Le musiche vengono elaborate contemporaneamente alla scrittura delle scene, in quanto parte integrante della costruzione drammaturgica e coreografica della regista. Compresenti così sono il suono analogico, fisico, concreto degli strumenti classici e la sua restituzione mediante l’uso del digitale, con impiego di fonti diverse: la musica dei brani di Rota ma anche il campionamento di alcuni oggetti di scena, come il carillon dalle cui note, in questo spettacolo, prende il via il sogno di Gelsomina.
Il lavoro trae ispirazione anche dagli aspetti più umani ed emotivi del mondo di Fellini (come la sua relazione con la moglie Giulietta Masina o la sua fascinazione per il mondo soprannaturale, tra amuleti e cartomanti) e, nelle prove, dal potenziamento creativo di elementi e segni che emergono dall’improvvisazione degli interpreti sui temi condivisi, spinti ad accompagnare e condurre per mano lo spettatore in una dimensione più profonda, inconscia, sospesa, a tratti spiazzante. Nelle parti testuali sono state utilizzate poesie di Louis Borges, portatrici di tematiche vicine all’universo felliniano: la finzione, il doppio, il sogno, quella “estetica attiva dei prismi, capace di forgiare un’estetica passiva degli specchi”, attraverso il ritmo e la metafora. Agli interpreti non viene chiesto il calco di una maschera, ma una reinterpretazione contemporanea e personale del sogno di una Gelsomina dell’oggi: femminile e maschile vengono fusi nella creazione di alter ego esposti a una lettura ambivalente e frutto di una sensibilità che li vede interscambiabili, fluidi, mobili.
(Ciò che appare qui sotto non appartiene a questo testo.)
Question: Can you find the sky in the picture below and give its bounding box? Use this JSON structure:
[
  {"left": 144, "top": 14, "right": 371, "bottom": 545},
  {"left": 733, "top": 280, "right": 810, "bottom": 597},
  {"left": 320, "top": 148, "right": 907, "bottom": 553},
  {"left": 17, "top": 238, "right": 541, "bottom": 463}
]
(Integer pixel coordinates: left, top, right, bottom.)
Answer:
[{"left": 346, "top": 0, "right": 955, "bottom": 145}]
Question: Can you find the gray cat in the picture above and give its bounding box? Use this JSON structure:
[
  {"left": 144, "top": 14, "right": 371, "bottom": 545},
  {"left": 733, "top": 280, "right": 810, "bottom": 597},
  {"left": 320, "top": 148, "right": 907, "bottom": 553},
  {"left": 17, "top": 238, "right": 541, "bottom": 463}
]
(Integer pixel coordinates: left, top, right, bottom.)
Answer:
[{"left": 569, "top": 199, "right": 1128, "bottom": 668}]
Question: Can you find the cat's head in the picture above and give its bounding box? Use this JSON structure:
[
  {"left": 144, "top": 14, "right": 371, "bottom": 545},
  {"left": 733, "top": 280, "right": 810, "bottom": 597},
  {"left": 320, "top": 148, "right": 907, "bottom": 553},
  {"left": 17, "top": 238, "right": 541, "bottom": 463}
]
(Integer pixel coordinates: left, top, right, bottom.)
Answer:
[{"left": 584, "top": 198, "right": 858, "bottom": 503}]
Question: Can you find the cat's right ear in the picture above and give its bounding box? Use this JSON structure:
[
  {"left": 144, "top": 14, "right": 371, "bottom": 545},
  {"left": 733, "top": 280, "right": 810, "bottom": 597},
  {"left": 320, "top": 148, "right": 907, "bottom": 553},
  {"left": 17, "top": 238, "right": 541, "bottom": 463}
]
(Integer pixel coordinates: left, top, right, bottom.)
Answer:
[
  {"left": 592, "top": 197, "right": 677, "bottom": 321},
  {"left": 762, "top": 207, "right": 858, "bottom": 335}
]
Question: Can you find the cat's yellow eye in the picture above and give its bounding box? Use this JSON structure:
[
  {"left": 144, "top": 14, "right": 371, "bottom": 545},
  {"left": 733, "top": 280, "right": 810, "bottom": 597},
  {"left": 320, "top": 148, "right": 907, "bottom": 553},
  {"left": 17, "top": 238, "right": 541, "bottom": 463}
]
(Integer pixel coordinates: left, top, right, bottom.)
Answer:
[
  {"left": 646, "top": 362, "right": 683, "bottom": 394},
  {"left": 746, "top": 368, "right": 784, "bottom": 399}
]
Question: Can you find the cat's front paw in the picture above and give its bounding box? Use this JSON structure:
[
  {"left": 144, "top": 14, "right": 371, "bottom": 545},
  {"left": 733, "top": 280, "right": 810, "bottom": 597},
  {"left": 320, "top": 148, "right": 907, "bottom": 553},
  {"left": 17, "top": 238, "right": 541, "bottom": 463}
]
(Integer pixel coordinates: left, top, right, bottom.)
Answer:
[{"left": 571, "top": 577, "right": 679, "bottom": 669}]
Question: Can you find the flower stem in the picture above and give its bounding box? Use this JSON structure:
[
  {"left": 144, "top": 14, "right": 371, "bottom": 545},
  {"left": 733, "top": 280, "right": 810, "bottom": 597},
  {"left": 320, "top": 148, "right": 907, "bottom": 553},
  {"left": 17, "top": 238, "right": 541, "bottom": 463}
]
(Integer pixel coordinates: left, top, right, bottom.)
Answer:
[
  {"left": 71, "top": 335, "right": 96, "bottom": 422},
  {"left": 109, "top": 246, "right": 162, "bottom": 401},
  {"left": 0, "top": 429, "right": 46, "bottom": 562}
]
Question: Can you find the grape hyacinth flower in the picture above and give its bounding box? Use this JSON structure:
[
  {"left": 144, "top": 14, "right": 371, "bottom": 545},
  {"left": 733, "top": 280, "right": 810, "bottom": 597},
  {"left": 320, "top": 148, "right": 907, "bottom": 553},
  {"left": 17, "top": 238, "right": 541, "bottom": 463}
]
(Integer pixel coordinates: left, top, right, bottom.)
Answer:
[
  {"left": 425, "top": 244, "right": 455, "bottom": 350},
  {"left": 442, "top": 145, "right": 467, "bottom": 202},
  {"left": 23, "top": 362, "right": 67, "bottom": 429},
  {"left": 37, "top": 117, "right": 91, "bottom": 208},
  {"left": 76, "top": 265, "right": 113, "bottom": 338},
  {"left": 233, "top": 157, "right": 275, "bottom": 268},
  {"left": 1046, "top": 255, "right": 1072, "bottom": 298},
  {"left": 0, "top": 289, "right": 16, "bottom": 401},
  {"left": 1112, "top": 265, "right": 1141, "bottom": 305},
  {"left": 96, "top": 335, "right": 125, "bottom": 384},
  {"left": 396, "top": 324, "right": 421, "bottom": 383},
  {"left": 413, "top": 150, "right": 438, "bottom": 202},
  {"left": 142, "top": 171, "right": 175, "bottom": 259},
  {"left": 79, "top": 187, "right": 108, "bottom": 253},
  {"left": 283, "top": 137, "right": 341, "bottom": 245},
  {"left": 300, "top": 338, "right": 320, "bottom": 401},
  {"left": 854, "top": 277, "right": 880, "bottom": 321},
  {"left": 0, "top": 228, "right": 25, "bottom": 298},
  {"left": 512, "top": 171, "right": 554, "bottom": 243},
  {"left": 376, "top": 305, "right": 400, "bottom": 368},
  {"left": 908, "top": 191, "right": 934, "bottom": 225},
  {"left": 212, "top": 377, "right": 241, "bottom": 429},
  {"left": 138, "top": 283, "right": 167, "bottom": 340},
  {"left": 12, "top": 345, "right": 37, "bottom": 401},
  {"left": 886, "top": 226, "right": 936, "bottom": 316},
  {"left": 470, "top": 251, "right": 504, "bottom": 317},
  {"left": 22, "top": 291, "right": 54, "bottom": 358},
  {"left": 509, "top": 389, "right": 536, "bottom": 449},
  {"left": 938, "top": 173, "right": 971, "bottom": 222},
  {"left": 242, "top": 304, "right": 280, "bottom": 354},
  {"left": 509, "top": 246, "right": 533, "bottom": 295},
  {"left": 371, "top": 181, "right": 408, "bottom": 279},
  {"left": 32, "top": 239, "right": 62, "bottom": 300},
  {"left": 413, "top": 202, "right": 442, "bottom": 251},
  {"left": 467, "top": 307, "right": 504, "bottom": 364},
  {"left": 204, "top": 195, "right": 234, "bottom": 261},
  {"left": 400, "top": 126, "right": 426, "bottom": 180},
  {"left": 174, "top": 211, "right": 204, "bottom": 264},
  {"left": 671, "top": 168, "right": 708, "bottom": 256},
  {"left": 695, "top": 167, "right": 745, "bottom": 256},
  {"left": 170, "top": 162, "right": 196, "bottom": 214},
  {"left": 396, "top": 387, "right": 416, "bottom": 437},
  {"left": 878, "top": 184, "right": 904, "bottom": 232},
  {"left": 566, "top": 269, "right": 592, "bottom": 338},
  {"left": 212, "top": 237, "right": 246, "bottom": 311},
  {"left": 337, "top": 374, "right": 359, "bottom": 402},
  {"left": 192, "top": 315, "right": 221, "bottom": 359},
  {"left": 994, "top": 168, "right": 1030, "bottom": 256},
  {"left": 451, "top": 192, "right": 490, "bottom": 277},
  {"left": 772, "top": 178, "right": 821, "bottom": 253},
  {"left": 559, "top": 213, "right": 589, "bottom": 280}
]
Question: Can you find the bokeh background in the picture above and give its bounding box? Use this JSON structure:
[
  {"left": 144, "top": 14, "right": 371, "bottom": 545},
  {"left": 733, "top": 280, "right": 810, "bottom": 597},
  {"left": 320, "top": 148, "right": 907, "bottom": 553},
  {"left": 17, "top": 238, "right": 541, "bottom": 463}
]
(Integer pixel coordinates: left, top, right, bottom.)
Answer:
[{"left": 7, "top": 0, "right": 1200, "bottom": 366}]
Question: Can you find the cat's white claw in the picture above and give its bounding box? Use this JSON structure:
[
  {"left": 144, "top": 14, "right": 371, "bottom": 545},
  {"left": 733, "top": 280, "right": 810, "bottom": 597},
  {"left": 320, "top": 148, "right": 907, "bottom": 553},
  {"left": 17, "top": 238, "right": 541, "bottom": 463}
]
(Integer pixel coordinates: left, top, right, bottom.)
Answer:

La drammaturgia poggia sul sogno di Gelsomina, una giovane donna/bambina eterea e visionaria, portatrice di un sentire in continua evoluzione. Il suo viaggio onirico dà vita ad una proiezione sospesa, e mai narrativa, di personaggi in bilico tra il glamour in stile dolce vita e il mondo della strada, mescolando visioni circensi ed elementi di teatralità alle coreografie. ll dialogo tra discipline e linguaggi è teso alla ricerca di questi mondi paralleli. I personaggi che trascinano Gelsomina nascono da un immaginario di variegate umanità, attingendo ad alcune maschere create dal regista, incarnazioni di una semantica di contraddizioni, inclinazioni e desideri. Il sogno rappresentato da una Gelsomina bambina; la femme fatale in bilico tra aspirazione e caduta e il suo alter ego maschile; un archetipo di seduttore che è allusivamente incarnato da tre uomini; la figura dell’artista di strada col suo canto; la diva e amante, che oscilla al trapezio tra le strutture scenografiche; la caotica schiera mondana oggetto dell’interesse del paparazzo e una coppia di amanti forse ancora apparizione del vagare perso e malinconico della protagonista.
L’ambientazione in cui i personaggi si muovono è sospesa, senza tempo, semplificata nel suo definirsi in un confine di luci e ombre, e contiene alcuni semplici elementi allusivi di un set cinematografico dismesso di felliniana memoria, e di una strada quale teatro delle umane passioni. Luci e scenografie abbandonate, lo scheletro di una struttura praticabile e mobile sulla scena, un carretto, un organetto di Barberia, un carillon, i costumi, gli attrezzi circensi, convergono a definire uno spazio simbolico insieme mitico e profano. I suoni e le musiche sono complementari alla scena, parte integrante del sogno, sua trasposizione uditiva, e hanno la funzione di partitura ritmica ed emotiva, facendo emergere il movimento e il montaggio dei diversi quadri. Proprio grazie ad alcune tecniche aeree l’attrezzo diventa strumento per una visione pittorica dello spazio, restituendo molteplici dimensioni, e diventando scenografia, costume e segno insieme. Nella sua chiave più concreta di raffigurazione di un mondo evocato, o nella forma più stilizzata di gesto poetico, nasce una poliedrica visione di cui luce, suono, danza e movimento teatrale sono i cardini per una costruzione onirica, così vicina al mondo cinematografico di Federico Fellini.